Preliminary Concepts:
Method Outline:
  1. The photo-electric effect gives us a method to liberate electrons from a metallic surface.
  2. The work function of the metallic surface acts as a high-pass filter for photon frequencies. High pass in the sense that only photons of sufficiently high frequency will liberate electrons, the remainder are reflected.
  3. CO2 lasers output in the infrared. They commonly use gold plated reflectors, the work function for which is around 5 eV (Source). The work function can be reduced by altering the E-field across the metal. You can use this fact, coupled with a light source of known wavelength, to measure the work function of a metal.
  4. CO2 lasers can be "Q-switched" to produce a pulsed laser with peak pulse energies in the Gigawatt region (commercially). The duration of these pulses can be as small as 10s of nano-seconds.
  5. There are a number of ways to pump CO2 lasers and I'm not sure if this is the best means, but I thought it would be cool if we used the Cerenkov effect to provide a broad-band photon source. This would give us an incentive to make the lasing cavity double as a weak linear particle accelerator. Negatively charge the cavity walls to center an electron beam onto a Smith-Purcell grating. So long as some of the photons coming off the Cerenkov cell induce stimulated emission in the CO2, we're okay. As an added bonus, if the frequency content of the light is sufficiently high to overcome the already negatively biased cavity walls, it will cause electrons showers to either excite the Cerenkov device further or excite Nitrogen oscillations (which play a role in the CO2 lasing effect). Importantly, the Cerenkov pump produces radiation amplitude that is dependent on the length of the medium and velocity of the moving particle, which means it can be easily scaled up to provide large quantities of pump photons.
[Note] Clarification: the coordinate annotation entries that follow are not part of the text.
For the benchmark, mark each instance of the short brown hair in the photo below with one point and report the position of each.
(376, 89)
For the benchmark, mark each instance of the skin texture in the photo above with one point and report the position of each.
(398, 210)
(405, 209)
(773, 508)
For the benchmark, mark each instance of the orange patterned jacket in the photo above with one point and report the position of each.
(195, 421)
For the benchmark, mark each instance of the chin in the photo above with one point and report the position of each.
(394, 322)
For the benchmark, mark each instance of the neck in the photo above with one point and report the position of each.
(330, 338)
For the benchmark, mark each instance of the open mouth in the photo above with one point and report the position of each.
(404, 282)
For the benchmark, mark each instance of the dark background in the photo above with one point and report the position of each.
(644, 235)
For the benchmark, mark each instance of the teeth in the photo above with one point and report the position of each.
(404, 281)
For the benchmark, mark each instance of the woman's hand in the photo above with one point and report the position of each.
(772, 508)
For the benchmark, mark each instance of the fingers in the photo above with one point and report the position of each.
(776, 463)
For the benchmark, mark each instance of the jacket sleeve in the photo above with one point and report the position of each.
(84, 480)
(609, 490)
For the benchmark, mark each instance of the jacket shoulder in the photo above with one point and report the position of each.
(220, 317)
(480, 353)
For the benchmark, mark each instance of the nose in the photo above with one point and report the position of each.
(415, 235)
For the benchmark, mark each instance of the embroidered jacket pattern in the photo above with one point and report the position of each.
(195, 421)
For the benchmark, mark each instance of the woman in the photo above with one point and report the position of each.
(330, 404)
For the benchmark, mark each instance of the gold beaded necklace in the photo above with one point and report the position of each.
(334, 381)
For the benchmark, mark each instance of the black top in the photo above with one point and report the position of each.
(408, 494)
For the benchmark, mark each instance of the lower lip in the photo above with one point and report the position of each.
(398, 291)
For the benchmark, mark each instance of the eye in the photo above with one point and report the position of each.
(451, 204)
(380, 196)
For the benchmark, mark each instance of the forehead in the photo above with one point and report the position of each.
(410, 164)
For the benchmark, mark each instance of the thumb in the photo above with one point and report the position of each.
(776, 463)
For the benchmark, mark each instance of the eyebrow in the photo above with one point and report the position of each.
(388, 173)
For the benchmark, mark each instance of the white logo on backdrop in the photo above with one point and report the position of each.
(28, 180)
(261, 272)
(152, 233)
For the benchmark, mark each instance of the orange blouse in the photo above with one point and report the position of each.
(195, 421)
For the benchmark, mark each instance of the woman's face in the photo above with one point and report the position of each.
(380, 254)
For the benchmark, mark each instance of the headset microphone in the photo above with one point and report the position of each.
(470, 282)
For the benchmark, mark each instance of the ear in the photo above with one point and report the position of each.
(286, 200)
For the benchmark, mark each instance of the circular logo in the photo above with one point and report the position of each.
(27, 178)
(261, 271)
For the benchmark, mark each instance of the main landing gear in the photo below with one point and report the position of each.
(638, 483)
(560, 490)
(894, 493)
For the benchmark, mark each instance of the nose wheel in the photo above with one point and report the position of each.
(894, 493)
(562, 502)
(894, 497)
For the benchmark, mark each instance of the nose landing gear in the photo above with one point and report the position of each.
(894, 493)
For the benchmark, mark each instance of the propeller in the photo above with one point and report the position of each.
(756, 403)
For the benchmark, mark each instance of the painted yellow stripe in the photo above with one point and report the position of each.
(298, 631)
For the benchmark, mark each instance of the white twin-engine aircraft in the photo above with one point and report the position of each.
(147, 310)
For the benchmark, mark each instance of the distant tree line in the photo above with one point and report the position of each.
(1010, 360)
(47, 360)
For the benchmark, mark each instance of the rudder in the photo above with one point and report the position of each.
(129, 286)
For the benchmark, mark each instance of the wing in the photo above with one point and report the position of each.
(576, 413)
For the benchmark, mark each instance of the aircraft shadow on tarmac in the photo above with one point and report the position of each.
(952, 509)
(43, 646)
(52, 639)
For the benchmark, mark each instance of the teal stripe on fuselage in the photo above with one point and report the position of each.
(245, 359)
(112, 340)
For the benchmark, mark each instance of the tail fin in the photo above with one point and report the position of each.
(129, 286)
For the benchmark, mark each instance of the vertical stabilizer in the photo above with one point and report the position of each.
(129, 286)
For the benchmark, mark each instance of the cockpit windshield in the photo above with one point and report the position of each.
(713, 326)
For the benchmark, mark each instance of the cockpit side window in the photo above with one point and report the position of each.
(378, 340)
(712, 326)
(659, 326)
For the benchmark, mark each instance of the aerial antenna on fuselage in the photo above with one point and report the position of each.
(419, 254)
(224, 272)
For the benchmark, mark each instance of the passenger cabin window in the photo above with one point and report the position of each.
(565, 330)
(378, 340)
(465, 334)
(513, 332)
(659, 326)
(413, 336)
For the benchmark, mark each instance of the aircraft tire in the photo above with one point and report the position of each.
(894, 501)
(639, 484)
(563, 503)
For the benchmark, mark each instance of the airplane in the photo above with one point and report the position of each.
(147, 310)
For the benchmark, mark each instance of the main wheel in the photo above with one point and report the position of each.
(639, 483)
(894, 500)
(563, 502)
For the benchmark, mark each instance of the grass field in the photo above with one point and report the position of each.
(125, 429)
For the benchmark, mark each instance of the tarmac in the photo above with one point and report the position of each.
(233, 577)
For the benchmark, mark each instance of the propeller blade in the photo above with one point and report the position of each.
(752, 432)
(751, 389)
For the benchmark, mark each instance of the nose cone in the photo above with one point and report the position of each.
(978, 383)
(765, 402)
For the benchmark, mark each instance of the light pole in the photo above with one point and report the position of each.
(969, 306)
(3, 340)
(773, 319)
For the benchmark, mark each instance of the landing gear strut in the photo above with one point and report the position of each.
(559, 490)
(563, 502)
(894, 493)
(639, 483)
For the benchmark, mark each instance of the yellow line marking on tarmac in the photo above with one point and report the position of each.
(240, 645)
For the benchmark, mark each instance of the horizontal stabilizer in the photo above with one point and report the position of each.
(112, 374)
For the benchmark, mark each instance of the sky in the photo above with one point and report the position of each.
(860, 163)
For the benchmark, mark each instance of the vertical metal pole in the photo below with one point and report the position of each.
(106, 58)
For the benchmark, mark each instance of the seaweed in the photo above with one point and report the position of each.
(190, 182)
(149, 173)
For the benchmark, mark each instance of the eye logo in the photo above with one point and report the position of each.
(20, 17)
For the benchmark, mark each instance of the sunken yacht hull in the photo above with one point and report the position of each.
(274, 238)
  6. We can have the Q-switched output at the negatively charged end of the cavity. Beyond the aperature we could put a high-surface area, metallic receptor (that could also double as the cathode to provide the chamber's E-field.)
  7. When we want to create a pulse, we'll allow the laser to output a pulse via active Q-switching. Simultaneously, we'll increase the negative bias on the metallic receptor. Provided the beam is diffuse enough to cover the entire receptor, and the receptor is sufficiently biased to loose its electrons from infrared excitation, then we should observe a rapid (on the time scale of the pulse), depopulation of electrons from the cathode. Provided the transient depopulation is strong enough (coupled perhaps with a loss of voltage bias on the cathode), the recently released electrons should fly back towards the now very positive cathode. And so we've produced an oscillation of electrons, as desired.
Discussion:

  • If you're familiar with photoelectric effect capacitors (see here, for example), then this idea isn't terribly novel. All I'm suggesting is that we see what would happen in the extreme case of exciting such a capacitor with an enormous impulse from a CO2 pulsed laser.
  • I wasn't thinking of the photoelectric effect capacitor from the outset. My initial goal was to explore how to use Cerenkov radiation in a laser. Perhaps with my idea of using both photoelectric effect and standard lasing, you could increase the efficiency of output light energy to input energy.
  • This device should be fairly "rugged", as rugged as CO2 lasers are, at any rate. It would likely require cooling, a high voltage power supply, a small vacuum near the cathode, and a flow-through gas tube -- along with the other laser components.
Some Brief Calculations:
  • A commercial Q-switched CO2 laser GEM Q-400 has a pulse energy of 1 mJ and a FWHM pulse width of 150 ns at an output wavelength of 9.25 uM. Lets say that you tune the cathode to eject photons with zero KE at 9.25 uM, how many electrons would you eject in the 150 ns of the pulse? [Energy per electron = hv. v = 2*pi*f = 2*pi*(c/wavelength). Ee = 6.6E-34*2*pi*(1E8/1E-5) = 4E-20 J/electron. So 1 mJ would liberate about 2E16 electrons. That's much less than a mol of electrons so I think it's safe to say that a moderately sized cathode could donate this many electrons.